Alumnus Attarwala Leads Moderna Team in Development of COVID-19 Vaccine Trials
The COVID-19 pandemic has disrupted every facet of life. Sporting events and concerts were cancelled. Work and school were conducted online. People donned masks wherever they went, hoping modern medicine could come up with a vaccine that would keep everyone healthy and get back to a normal life that includes seeing and hugging relatives.
Companies all over the world raced to tackle SARS-CoV-2, a virus that slashed restaurant and retail store capacities and made “social distancing” a part of everyday vocabulary. While the public was waiting for a vaccine, Northeastern alumni were there doing their part in researching, developing, and administering the long-anticipated vaccine.
Husain Attarwala earned his MS (’11) and PhD (’16) in Pharmaceutical Sciences from Northeastern. He is currently the director of clinical pharmacology and pharmacometrics at Moderna. He explained the work involved when it comes to pharmacology in an interview with Northeastern’s Huntington News earlier this year.
“What we are trying to do here is not one single discipline. It’s not mathematics. It is not biology. It is not just pharmacology, but it is (the) integration of different disciplines,” Attarwala told the Huntington News.
Attarwala further explained the work done in an interview facilitated by Dr. Mansoor Amiji and posted on Northeastern Alumni’s YouTube channel.
“We encapsulate mRNA within a particle and administer it to the body,” Attarwala said in the video. “The type of diseases or conditions we can treat is very wide because proteins are involved in almost every process in the body, and most of the diseases have something that is upregulated or downregulated that we can correct by correcting the amounts or levels or introducing a new protein.”
Attarwala spoke further about the challenges those at Moderna faced when trying to develop the vaccine.
“During clinical development, we need to decide what dose. We need to do modeling to predict, so when we begin a clinical trial, we have no idea where to start.”
Moderna worked with tens of thousands of patients and found an optimal dose through different phases.
“We accelerated the growth development,” Attarwala explained. “What needs to be done? We use the data available.”
Attarwala also cited Moderna’s wide-ranging programs, access to technology and finances to allow the company to run the necessary clinical studies.
“With academia, you learn all of this, but then where do you go to apply it?” Attarwala explained to the Huntington News. “So that is where it comes to industry.”

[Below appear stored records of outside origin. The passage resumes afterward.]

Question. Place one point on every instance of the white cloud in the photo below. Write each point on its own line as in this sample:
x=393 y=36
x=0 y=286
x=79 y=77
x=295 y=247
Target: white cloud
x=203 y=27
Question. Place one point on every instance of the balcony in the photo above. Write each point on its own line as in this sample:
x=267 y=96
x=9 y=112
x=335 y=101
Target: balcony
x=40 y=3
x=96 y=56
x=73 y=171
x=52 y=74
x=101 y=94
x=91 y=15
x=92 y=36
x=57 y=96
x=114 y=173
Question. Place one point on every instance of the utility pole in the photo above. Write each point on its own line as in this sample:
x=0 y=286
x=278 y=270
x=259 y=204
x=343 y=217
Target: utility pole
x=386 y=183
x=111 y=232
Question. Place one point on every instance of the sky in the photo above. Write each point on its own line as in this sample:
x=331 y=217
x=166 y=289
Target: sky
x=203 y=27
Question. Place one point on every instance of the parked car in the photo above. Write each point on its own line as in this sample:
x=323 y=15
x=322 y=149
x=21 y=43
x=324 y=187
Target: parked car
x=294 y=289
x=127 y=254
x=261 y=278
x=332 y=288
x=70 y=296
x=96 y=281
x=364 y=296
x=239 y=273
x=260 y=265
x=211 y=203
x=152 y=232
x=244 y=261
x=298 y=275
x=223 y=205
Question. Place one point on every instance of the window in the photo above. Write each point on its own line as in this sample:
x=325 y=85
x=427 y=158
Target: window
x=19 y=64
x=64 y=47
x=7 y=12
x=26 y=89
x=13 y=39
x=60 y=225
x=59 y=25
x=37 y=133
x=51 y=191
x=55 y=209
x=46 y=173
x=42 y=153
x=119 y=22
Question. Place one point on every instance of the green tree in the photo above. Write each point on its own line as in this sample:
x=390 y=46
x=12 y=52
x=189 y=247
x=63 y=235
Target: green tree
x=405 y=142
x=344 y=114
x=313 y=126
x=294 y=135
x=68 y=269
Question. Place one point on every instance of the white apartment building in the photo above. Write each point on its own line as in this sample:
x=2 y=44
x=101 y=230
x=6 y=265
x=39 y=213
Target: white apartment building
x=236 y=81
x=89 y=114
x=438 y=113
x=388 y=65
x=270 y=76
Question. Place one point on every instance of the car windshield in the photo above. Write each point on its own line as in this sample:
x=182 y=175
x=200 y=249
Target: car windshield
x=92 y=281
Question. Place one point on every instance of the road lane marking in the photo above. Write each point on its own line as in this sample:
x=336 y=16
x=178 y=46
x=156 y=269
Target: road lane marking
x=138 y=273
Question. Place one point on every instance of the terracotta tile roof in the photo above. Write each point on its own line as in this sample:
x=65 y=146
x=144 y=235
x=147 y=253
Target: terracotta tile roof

Attarwala leads the pharmacometrics division at Moderna, where his team determined what the optimal dose of Moderna’s vaccine would be.
“If you look at the clinical trials, success rates, or failure rates,” Attarwala explained, “the most determining factor is whether the dose was too little or too high, then we miss the balance of safety and efficacy which is extremely important when we want a therapeutic to be in the therapeutic index for the large population that the drug is going to be administered.”

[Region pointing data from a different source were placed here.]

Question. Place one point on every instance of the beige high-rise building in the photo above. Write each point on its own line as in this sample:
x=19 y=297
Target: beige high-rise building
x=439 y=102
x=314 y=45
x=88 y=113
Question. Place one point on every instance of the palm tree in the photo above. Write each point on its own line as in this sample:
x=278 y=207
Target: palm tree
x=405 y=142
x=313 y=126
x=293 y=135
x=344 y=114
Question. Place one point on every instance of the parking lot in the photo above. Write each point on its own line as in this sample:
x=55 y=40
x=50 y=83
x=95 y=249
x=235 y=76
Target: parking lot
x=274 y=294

Attarwala’s team looked at mathematical models starting from quantitative pharmacology models from translative to population PK models, population PK/PD models, safety evaluation and safety probabilistic models. The team then took the aggregate information across drug development and used it to decide next steps.
As for the vaccines, there is immunostimulatory immunodynamic models (tools used to predict most immunovaccine doses and accelerate vaccine development). These models are, “put into play,” with the safety models.
Working to end the SARS-CoV-2 pandemic has taught Attarwala and his team at Moderna what is truly possible when developing new drugs and vaccines. The pace of a drug’s development can be accelerated more than originally thought possible.
“I hope the entire science of how you can develop drugs can be faster after this pandemic,” said Attarwala, who also lauded the faster review process of regulatory agencies. The technology’s evolution has also resulted in a faster process of, “bringing sequences, mRNA algorithms, all of those. So, all companies coming together in a way to accelerate drug development and mRNA technology was really a new technology.”
Attarwala also spoke of the advances that made it possible to get a vaccine to the public so fast. Something that has puzzled those outside of the field.
“The innovation is fast. We have narrow timelines. The patient and disease are important. We think of the person. For that person, that is his entire life. You’re working on something the whole world needs. It’s incredible to be able to be a part of this.”
Attarwala heard from many people who were glad to have the results of work done by people like him. He recently had work done on his home. People who were there to do the work learned of his efforts, said they were, “privileged to be working with someone who did this.” Attarwala has also received letters from teachers and students.
“I go to the hardware store,” Attarwala explained. “There’s a little bit of conversation. ‘How did you develop this so fast?’ It’s possible because of scientific acceleration. You could send emails or ‘Facetime’. If this pandemic happened 10, 20 years ago, the technology wasn’t there. We tested it. There were no shortcuts.”
Attarwala also lauded the programs at Northeastern that prepare students for their careers. He said the programs, “could serve as role models for other universities to follow,” due to their unparalleled programs that partner industry together with academia. It’s a symbiotic partnership that gives students real world experience and industry a talent pool to draw from.